I gave him a nervous grin he didn’t see. That was the first time either of us had said anything explicit about my pregnancy since our decontaminatory showers. Joking about things was the first step on the path to normalcy. “She can’t run because they couldn’t afford a bigger set.”

The woman on the screen was screaming louder now as the vampire neared. At least the on-screen vampire was hot. He looked winded from having chased her, though, in a way that a real vampire would never be.

Asher suddenly clicked off the remote. The screaming didn’t stop.

We both sat up. “It’s close,” he said.

In one move he’d stood and was pulling clothes out of the drawers on his side of the bed. I followed his lead on my side, and he looked over at me.

“What?” I asked.

“You’re staying here.”

I frowned at him while latching my bra closed. “I’m not like that, Asher.” I tugged a T-shirt down over my head.

“Please. For me.”

I stood there, caught between action and inaction. I wanted to go. I wanted to help. I felt trapped by motherhood, though I wasn’t even showing yet.

The screaming went on—and Asher wasn’t the only one with a stubborn past. He sighed. “If there’s trouble, promise me you’ll leave.”

“Done,” I said, and quickly yanked pants on.

I tucked a room key into my pocket as I followed him outside. There was already a stream of people traveling down the hall in assorted disarray, robes and pajamas, bare feet and slippers.

“I need a doctor!” Our next-door neighbor was in the hallway, holding his door open with one foot, looking out at the growing crowd. “Is anyone here a doctor?”

“How convenient,” I muttered as Asher elbowed forward. I imagined someone walking in on their loved one in the process of having a heart attack. Given the median age on this ship, times the ample buffets—then I realized I recognized him. It was the father of the two kids from our safety lecture the other day, the one with the boy who’d been choking this morning. He looked haggard now, but his eyes lit up in hope at seeing Asher. “Come in, please, hurry, he’s in the bathroom—”

Asher pushed past him and I followed. The mother was crouched over her son in the tub, her hand covered in blood.
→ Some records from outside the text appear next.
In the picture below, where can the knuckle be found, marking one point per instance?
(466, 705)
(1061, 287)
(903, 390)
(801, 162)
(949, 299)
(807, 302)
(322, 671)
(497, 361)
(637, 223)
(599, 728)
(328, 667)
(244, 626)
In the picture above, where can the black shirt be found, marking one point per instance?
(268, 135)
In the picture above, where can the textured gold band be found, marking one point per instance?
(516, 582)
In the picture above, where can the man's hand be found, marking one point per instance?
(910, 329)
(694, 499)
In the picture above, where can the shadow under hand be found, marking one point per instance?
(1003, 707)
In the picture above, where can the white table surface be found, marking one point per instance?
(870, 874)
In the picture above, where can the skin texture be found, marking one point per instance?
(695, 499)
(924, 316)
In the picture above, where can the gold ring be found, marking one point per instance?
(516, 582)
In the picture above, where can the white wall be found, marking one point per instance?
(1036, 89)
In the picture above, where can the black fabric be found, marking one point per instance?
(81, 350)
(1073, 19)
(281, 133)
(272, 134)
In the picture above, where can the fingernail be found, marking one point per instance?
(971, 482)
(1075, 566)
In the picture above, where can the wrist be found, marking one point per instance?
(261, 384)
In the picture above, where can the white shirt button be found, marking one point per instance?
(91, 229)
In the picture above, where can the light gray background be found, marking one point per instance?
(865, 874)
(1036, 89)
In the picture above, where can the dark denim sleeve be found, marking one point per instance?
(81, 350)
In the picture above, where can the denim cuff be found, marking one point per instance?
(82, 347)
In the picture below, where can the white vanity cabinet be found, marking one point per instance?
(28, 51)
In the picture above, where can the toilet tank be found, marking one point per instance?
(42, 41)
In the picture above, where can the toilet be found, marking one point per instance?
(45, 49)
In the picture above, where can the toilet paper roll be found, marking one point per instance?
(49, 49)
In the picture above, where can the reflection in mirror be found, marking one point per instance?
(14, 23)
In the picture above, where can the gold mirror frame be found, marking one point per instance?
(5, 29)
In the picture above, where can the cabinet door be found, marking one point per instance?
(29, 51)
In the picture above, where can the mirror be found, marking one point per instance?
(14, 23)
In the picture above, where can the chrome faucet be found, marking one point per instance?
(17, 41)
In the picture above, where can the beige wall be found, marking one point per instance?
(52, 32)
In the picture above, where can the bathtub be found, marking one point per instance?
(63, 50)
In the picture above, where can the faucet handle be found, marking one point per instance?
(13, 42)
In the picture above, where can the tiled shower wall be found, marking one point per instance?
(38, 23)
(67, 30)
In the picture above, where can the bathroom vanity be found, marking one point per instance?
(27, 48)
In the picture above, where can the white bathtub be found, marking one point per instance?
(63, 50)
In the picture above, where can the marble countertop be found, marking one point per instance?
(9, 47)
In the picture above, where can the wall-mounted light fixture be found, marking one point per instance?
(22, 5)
“He had a fever, he wanted to take a bath—” she explained. Her hand was clutched her to chest, and she was sobbing big tears. Pillows were wedged in on either side of her boy, and everything was wet. “It’s you. From this morning—” she said, recognizing Asher. “What’s wrong with him? What’s wrong with my son?”

This was more how I thought Liz’s fear should be. “Let’s wash your hand off.” I knelt down and pulled her up and away, to make room for Asher to see the boy. She held her injured hand to her chest like a baby bird.
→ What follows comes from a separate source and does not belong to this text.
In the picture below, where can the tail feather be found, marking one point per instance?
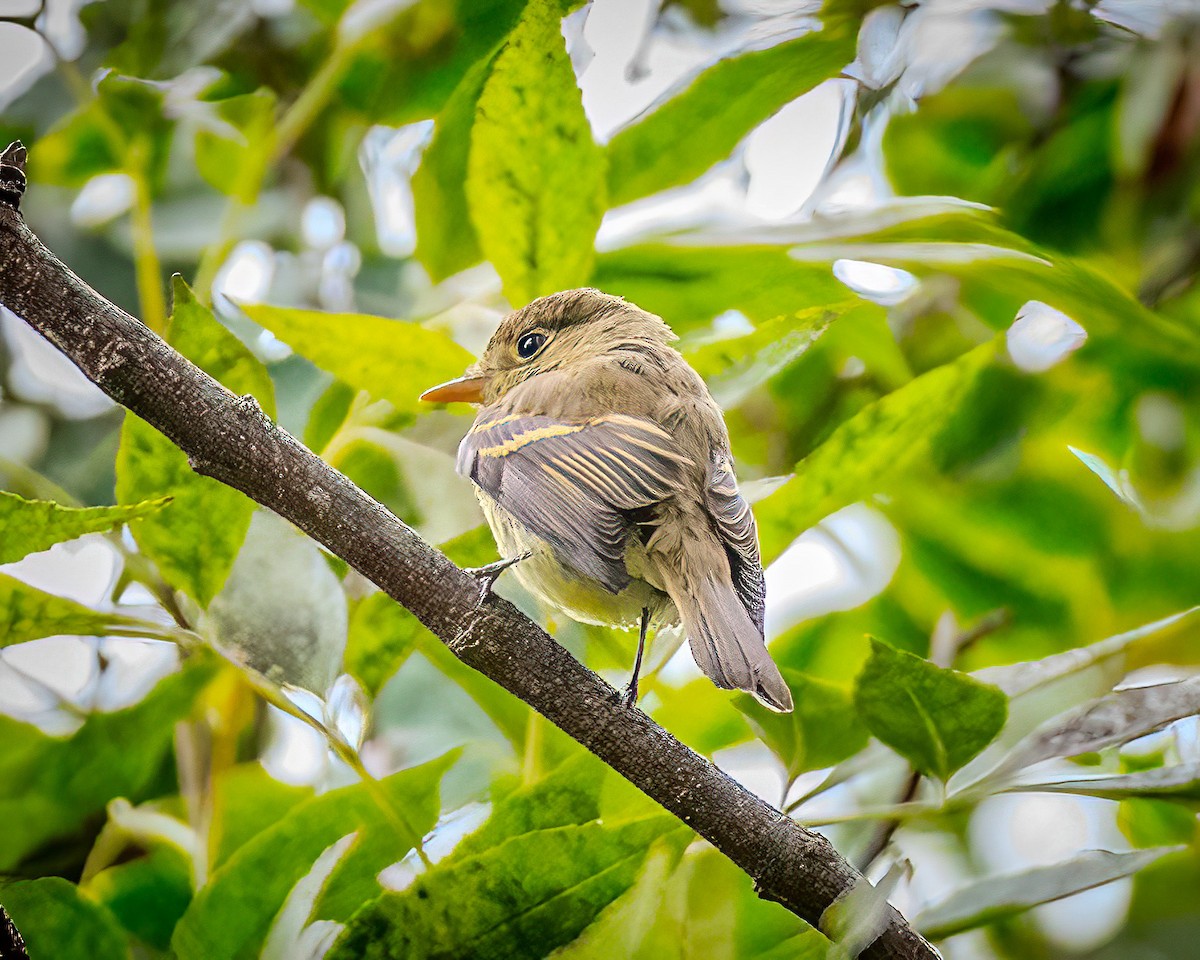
(725, 641)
The woman and I jostled against each other in the short hallway to the other half bathroom. I got her hand underneath the sink and went into autopilot. “What happened?”

“His fever, it was so high. They gave me Tylenol downstairs, and I put him in the tub, and ran cool water on him like he wanted, and then he started to shake—like he was having a seizure—I didn’t want him to swallow his tongue so—” That explained the pillows, and the nasty gash on her hand. Too bad so many people still believed that old myth. She hissed as I scrubbed in soap.

“This’ll hurt,” I warned, too late.

“I don’t want to leave him—” She began pulling her hand away from the water flow. It was clear she was in some kind of shock. Not the blood-loss kind—her kid had been kind enough to miss any arteries—but at being bitten by her own child. No wonder all she’d been able to do was incoherently scream.

“I know. But we need to give them space to load him up, okay?” I said, pulling her back to finish my scrub-down.

There came the clattering of a gurney past our door, and then the three–two–one as medics coordinated their efforts to get the child smoothly onto the board. I wrapped the mother’s hand in a clean towel and we emerged from the bathroom after seeing the gurney pass back out into the hall.